The Plant List 2013. Aponogeton abyssinicus in The Plant List Version 1.1. Published online. Accessed: 2018 Oct. 25. 2018. Aponogeton abyssinicus. Missouri Botanical Garden. Published online. Accessed: 25 Oct. 2018.

Aponogeton abyssinicus is an amphibious plant found in east and central Africa, from Ethiopia to Malawi and Zaire. Root stock tuberous or oblong, up to 2.5 cm diameter. Submersed leaves initially strap-shaped, up to 12 cm long and 6 mm wide, continuing lanceolate to obovate, up to 8.5 cm long, 2.6 cm wide and up to 10 cm long petiolate. Blade thin and slightly transparent, with a narrowing or decurrent base and acute or obtuse apex. Adults floating, up to 50 cm long petiolate. Floating leaf blade linear to ovoid, rarely cordate, up to 16 cm long and 5 cm wide, usually considerably smaller. Emersed leaves shaped like the floating leaves, slightly leathery and shorter petiolate. Peduncle up to 45 cm long, angled, dark red to green coloration, slightly pubescent underwater, almost glabrous above water, not swollen under the inflorescence. Spathe 1.0-1.6 cm long, caducous. Inflorescence featuring two 1.5-5-cm long spikes with omni-lateral flowers; 2 tepals, violet or white coloration; 6 stamens (none in apomictic plants); 3 carpels (up to 7 in apomictic plants).
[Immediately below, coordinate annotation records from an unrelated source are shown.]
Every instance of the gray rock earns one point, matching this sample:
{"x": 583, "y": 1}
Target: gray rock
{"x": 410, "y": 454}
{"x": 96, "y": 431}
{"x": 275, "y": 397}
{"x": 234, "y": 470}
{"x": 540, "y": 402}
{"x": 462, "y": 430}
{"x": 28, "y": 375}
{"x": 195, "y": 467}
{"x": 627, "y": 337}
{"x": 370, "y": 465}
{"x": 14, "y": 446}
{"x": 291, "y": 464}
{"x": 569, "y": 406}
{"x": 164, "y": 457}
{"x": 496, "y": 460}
Fruit up to 7 x 2.75 mm large, with (4-) 7-10 seeds, sized 1-2 x 0.75 mm, double testa.


The specific epithet, abyssinicus, is derived from Latin and means "Abyssinian" or "Ethiopian", referring to the plant's occurrence there.[1]

Aponogeton abyssinicus populates shallow, usually temporary waters up to an altitude of 2,700 metres (8,900 ft). White-flowering plants (usually violet-flowering) were collected by the author in the Selous Game Reserve, Tanzania, where very few specimens were located only on the edges of a permanent water in shallow depth, occasionally also completely emersed in a moist substrate.
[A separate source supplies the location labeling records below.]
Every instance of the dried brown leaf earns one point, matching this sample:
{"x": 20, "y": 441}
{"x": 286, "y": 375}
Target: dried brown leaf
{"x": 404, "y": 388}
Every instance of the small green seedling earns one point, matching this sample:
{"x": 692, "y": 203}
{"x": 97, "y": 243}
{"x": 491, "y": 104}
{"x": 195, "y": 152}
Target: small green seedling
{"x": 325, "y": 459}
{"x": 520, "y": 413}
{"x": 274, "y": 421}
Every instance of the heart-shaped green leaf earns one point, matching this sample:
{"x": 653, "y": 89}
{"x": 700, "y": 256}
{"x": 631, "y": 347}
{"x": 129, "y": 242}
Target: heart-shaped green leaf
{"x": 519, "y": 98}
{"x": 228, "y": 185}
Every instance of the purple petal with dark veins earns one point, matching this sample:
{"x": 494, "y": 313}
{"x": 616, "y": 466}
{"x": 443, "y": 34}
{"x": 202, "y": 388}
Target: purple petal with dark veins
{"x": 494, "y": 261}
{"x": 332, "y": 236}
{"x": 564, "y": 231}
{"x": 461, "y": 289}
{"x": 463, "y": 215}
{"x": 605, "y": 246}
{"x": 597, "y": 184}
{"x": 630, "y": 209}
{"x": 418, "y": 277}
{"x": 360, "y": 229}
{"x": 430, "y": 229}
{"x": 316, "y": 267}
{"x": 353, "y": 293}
Aponogeton abyssinicus is a rarely imported plant, the maintenance of which is entirely possible in an aquarium. For cultivation, preferably soft water as well as nutrient-rich and loose substrate is recommended. The best water temperature is 24–28 °C (75–82 °F). In the aquarium, the white-flowering form of A. abyssinicus forms a 15 cm wide and 10 cm tall rosette consisting of light green leaves, so that it may be considered for the foreground. The floating leaves, which only rarely form in aquariums, should be removed so that the later leaves will again remain short petiolate. An emersed or semi-aquatic keeping is possible under conditions of high humidity. Best cultivation results are achieved in shallow water. Propagation can occur only sexually through the very tiny seeds. Though they mostly germinate well, the rearing of the young plant is, in fact, extremely difficult and requires a lot of effort.

Eggli, Urs; Newton, Leonard E. (2004). Etymological Dictionary of Succulent Plant Names. Berlin, Heidelberg: Springer. p. 1. ISBN 978-3-540-00489-9. Retrieved 14 November 2018.